Nestes dois anos de pandemia, uma galera tem puxado o carro para outros planetas. São tantas as pessoas que saltaram o muro da existência, que a gente acaba correndo o risco de não prestar continência para quem merece. Uma dessas pessoas é Antônio Bivar.
 
O cara partiu no transcorrer da atual quadra maldita e até agora quase nada se falou sobre ele. Mas Bivar merece ser reverenciado. Ele foi algo como o Andy Warhol do punk nacional.
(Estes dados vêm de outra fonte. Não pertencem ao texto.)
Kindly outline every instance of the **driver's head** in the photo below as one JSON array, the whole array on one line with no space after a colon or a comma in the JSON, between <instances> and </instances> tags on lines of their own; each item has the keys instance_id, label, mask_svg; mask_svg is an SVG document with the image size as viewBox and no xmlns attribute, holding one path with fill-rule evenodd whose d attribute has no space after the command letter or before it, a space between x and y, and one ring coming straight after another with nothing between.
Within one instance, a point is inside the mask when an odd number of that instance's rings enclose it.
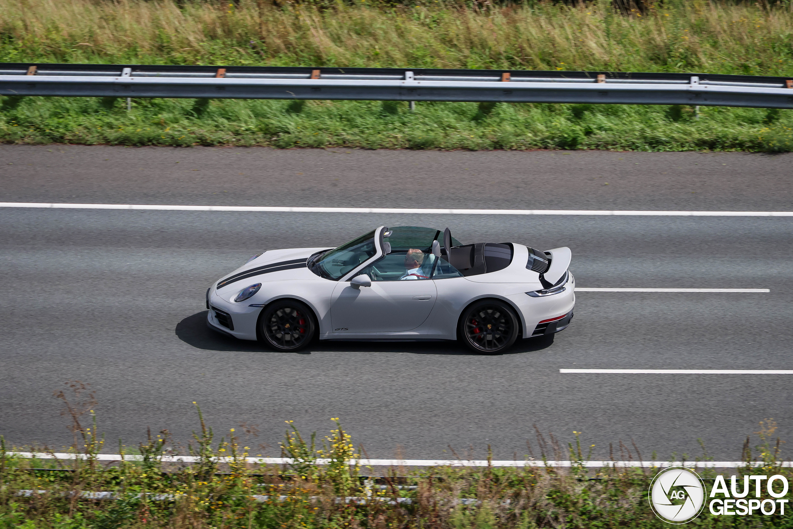
<instances>
[{"instance_id":1,"label":"driver's head","mask_svg":"<svg viewBox=\"0 0 793 529\"><path fill-rule=\"evenodd\" d=\"M411 248L404 256L404 267L408 270L419 268L424 262L424 252L421 250Z\"/></svg>"}]
</instances>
Dramaturgo premiado (escreveu Cordélia Brasil), contista, tradutor, frequentou a turma da contracultura, andou com Jorge Mautner, Caetano e Gil pelas bandas da Inglaterra, escreveu autobiografia e se enfronhou com a garotada do punk rock na época em que o movimento se afirmava lá por São Paulo.
 
Bivar visualizou a força do punk quando a rapaziada ainda esquentava a colher. A temporada que ele passou nas terras da rainha, época em que os Sex Pistols se preparavam para lançar o emblemático álbum God Save the Queen, provavelmente o ajudou a depurar o olhar sobre as boas novas que surgiam por aqui.
 
Ele lançou “O que é punk” pela editora brasilense. O primeiro livro a respeito do assunto no Brasil, que se tornou um verdadeiro clássico e contribuiu para a divulgação do movimento muito além do circuito SP-DF. Sua iniciativa de produzir o festival “O começo do fim do mundo”, também foi fundamental, já que o evento acabou por virar o mais emblemático festejo do punk tupiniquim, tendo aglutinado as principais bandas que faziam a cabeça dos moicanos dos anos 80. 
 
Antônio Bivar se foi. Mas não sem deixar marcas. A pisada do seu coturno fica na história do punk brasileiro. Daí a importância de venerá-lo nestes anos infernais, em que muitos ídolos se têm tornado lendas na velocidade de um riff.